Addio, Paul, giovane guerriero

Paolo Talamoni, conosciutissimo cestista del Bosto, ci ha abbandonati ieri, dopo una lunga lotta

Paul ha corso veloce. Troppo veloce. Ha amato una donna, realizzato un sogno. Combattuto come un guerriero d’altri tempi. Sabato ha compiuto 18 anni: alle 12 di ieri è morto all’Hospice dell’ospedale di Varese. Troppo veloce. Paolo Talamoni, è stato un atleta del Bosto di Andrea Tavian ma anche della Gallarate di Max Frontini, di Gazzada e del Lila Sport di Marcello Parola.

«E il fatto che non sia più – dice Parola – non è credibile. Difficilissimo adesso parlare di lui. Un combattente, ha lottato tantissimo, ha lottato fortissimo. Ha vissuto sempre così. Ha insegnato a ciascuno di noi qualcosa, il coraggio, la caparbietà. Tutte caratteristiche di un grande giocatore. Resta l’amarezza per un fatto sconcertante: una guerra così un ragazzo di 18 non avrebbe dovuto soltanto vincerla. Ma addirittura non avrebbe mai dovuto combatterla. È qualcosa che va oltre l’ingiustizia».

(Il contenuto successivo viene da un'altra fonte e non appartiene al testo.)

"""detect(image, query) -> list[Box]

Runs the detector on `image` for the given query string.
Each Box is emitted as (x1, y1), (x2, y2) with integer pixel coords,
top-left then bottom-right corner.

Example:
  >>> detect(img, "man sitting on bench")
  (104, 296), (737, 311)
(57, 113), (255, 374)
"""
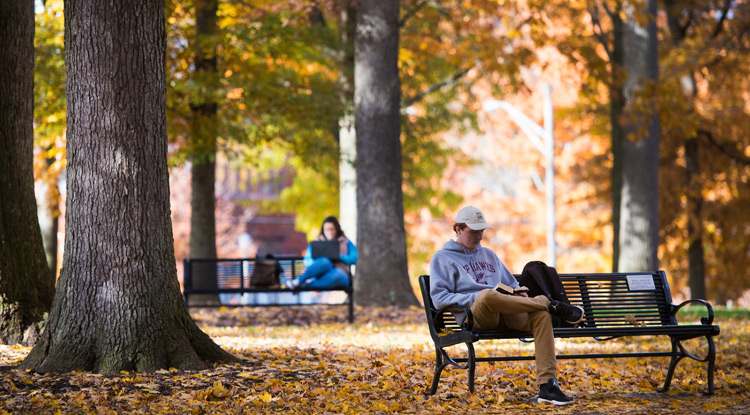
(430, 206), (583, 405)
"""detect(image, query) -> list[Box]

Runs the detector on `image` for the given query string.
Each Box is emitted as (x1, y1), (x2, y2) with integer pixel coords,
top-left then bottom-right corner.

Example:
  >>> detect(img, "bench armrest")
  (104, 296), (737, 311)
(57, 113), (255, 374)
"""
(461, 307), (474, 331)
(672, 299), (714, 324)
(432, 306), (474, 331)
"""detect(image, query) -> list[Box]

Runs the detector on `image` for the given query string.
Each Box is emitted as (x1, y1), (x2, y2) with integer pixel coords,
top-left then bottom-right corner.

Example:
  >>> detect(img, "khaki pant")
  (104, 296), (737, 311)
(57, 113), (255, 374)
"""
(471, 289), (557, 385)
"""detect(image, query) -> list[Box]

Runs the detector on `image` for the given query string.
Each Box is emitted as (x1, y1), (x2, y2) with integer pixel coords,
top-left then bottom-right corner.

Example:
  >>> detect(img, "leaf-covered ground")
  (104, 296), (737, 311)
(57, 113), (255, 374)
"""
(0, 306), (750, 414)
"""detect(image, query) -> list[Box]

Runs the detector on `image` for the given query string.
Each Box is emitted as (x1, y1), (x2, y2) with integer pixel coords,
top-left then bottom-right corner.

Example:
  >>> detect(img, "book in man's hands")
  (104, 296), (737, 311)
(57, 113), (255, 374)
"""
(495, 282), (529, 295)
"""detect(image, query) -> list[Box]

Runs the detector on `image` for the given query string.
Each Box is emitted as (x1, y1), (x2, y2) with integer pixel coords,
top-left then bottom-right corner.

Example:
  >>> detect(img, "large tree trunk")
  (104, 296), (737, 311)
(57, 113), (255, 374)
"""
(0, 1), (55, 345)
(354, 0), (417, 306)
(21, 0), (234, 373)
(617, 0), (660, 271)
(190, 0), (219, 304)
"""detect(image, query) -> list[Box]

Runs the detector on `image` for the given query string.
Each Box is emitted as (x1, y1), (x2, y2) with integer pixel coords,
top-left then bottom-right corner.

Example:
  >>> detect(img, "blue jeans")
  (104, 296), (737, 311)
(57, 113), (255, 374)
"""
(298, 257), (349, 288)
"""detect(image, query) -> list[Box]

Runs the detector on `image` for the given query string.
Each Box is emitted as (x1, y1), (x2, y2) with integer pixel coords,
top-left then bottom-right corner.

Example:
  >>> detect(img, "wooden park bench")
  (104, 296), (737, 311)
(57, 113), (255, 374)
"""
(183, 256), (354, 323)
(419, 271), (720, 395)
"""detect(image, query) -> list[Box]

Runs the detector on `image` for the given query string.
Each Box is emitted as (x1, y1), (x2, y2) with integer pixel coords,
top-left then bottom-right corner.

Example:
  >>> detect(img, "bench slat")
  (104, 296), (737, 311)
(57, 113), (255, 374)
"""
(419, 271), (720, 394)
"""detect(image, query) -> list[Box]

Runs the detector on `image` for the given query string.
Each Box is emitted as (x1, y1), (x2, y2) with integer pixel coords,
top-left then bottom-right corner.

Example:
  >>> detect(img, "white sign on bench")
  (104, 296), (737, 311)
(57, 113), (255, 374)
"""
(627, 275), (656, 291)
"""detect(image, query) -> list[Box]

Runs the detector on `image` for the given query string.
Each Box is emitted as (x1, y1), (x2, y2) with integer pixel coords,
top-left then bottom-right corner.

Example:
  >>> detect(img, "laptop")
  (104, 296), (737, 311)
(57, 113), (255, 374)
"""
(310, 241), (340, 261)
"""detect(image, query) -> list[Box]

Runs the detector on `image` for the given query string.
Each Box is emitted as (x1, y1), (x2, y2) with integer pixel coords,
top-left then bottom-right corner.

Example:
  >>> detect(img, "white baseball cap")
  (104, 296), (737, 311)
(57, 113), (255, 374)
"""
(456, 206), (492, 231)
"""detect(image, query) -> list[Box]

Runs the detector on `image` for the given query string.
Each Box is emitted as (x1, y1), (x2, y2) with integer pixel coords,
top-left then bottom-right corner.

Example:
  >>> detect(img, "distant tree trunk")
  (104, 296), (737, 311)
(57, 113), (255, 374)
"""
(354, 0), (417, 306)
(609, 8), (625, 271)
(21, 0), (234, 374)
(190, 0), (219, 304)
(0, 1), (55, 345)
(338, 3), (357, 244)
(685, 137), (706, 299)
(617, 0), (660, 271)
(665, 0), (706, 298)
(34, 156), (60, 281)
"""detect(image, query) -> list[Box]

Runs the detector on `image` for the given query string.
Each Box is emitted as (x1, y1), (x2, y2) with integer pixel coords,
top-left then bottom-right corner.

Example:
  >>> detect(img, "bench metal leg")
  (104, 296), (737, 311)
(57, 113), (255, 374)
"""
(466, 343), (477, 393)
(706, 336), (716, 395)
(349, 294), (354, 324)
(430, 349), (448, 395)
(430, 342), (477, 395)
(659, 339), (685, 393)
(659, 336), (716, 395)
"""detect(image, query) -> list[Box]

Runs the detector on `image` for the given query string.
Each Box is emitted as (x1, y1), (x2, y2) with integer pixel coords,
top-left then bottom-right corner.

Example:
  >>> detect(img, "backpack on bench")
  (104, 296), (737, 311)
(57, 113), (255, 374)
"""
(518, 261), (573, 327)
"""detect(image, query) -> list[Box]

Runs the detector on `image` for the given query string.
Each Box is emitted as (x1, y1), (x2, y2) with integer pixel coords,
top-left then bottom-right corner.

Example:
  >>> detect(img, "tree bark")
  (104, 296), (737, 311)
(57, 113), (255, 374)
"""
(0, 1), (55, 345)
(21, 0), (234, 374)
(354, 0), (417, 307)
(337, 3), (358, 244)
(617, 0), (660, 271)
(190, 0), (220, 304)
(665, 0), (707, 298)
(609, 7), (625, 271)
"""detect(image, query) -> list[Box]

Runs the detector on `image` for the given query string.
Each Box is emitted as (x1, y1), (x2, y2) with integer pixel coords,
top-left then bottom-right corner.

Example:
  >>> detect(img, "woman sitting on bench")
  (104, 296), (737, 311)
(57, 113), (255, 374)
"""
(287, 216), (357, 290)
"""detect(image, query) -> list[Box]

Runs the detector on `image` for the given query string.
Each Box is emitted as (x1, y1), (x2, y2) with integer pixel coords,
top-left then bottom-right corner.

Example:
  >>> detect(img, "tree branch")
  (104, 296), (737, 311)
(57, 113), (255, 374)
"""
(698, 129), (750, 166)
(589, 3), (612, 62)
(711, 0), (733, 39)
(401, 65), (475, 108)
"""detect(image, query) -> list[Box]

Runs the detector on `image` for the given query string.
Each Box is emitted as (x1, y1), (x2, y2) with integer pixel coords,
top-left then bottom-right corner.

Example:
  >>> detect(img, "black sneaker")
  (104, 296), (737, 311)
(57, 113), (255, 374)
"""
(549, 300), (583, 324)
(536, 379), (574, 405)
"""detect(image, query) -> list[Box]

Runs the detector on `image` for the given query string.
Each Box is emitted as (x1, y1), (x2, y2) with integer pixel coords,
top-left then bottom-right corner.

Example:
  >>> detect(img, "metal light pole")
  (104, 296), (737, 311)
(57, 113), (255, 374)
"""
(483, 84), (557, 267)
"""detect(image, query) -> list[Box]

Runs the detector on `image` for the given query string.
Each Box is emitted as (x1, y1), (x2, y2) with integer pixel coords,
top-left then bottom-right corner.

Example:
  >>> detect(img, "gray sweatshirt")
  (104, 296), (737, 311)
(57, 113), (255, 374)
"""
(430, 240), (518, 312)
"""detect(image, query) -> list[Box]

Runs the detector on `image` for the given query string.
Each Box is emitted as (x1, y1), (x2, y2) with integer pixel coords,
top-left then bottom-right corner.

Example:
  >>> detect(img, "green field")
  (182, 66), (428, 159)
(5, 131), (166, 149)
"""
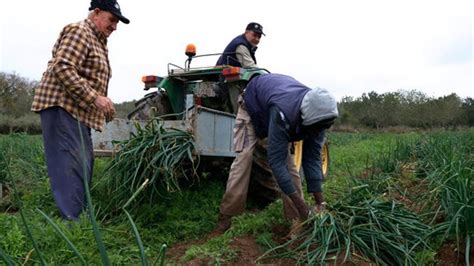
(0, 130), (474, 265)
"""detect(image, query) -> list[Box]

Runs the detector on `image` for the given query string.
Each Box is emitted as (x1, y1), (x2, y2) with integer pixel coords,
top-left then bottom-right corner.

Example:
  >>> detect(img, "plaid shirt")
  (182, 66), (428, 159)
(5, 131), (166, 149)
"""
(31, 19), (111, 131)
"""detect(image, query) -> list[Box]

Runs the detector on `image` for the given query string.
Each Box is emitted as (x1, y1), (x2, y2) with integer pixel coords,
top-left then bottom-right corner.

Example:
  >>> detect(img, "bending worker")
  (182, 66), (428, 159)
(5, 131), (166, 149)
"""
(217, 74), (338, 231)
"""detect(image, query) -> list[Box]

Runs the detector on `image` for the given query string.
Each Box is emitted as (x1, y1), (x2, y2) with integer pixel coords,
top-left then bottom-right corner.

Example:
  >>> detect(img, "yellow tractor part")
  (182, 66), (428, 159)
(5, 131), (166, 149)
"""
(294, 140), (329, 178)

Nell’aprile scorso a Paolo era stato diagnostica un tumore. Il nemico che se l’è portato via in meno di un anno. Ma non ha vinto: «Ha riempito così tanto la sua vita da essere riuscito a viverla sino in fondo». E del resto Paul, studente al Vico, “era uno al quale piacevano i tiri da tre punti – spiega Parola – io l’ho avuto da piccolissimo. Amava il basket sopra ogni cosa, sembrava nato sul parquet.

Per capirci: era il più piccolo di tutti, ma giocava con ragazzi più grandi di lui di tre anni. Come ho detto: gli piaceva tirare da tre. Era un play guardia. Gli piaceva tirare da lontanissimo, anche quando sapeva che non ce n’era. E del resto questo è un grande giocatore o un grande uomo: una persona capace di mettersi costantemente alla prova. Con la voglia di andare oltre i limiti. Un leader, il classico ragazzo squadra pieno di carisma».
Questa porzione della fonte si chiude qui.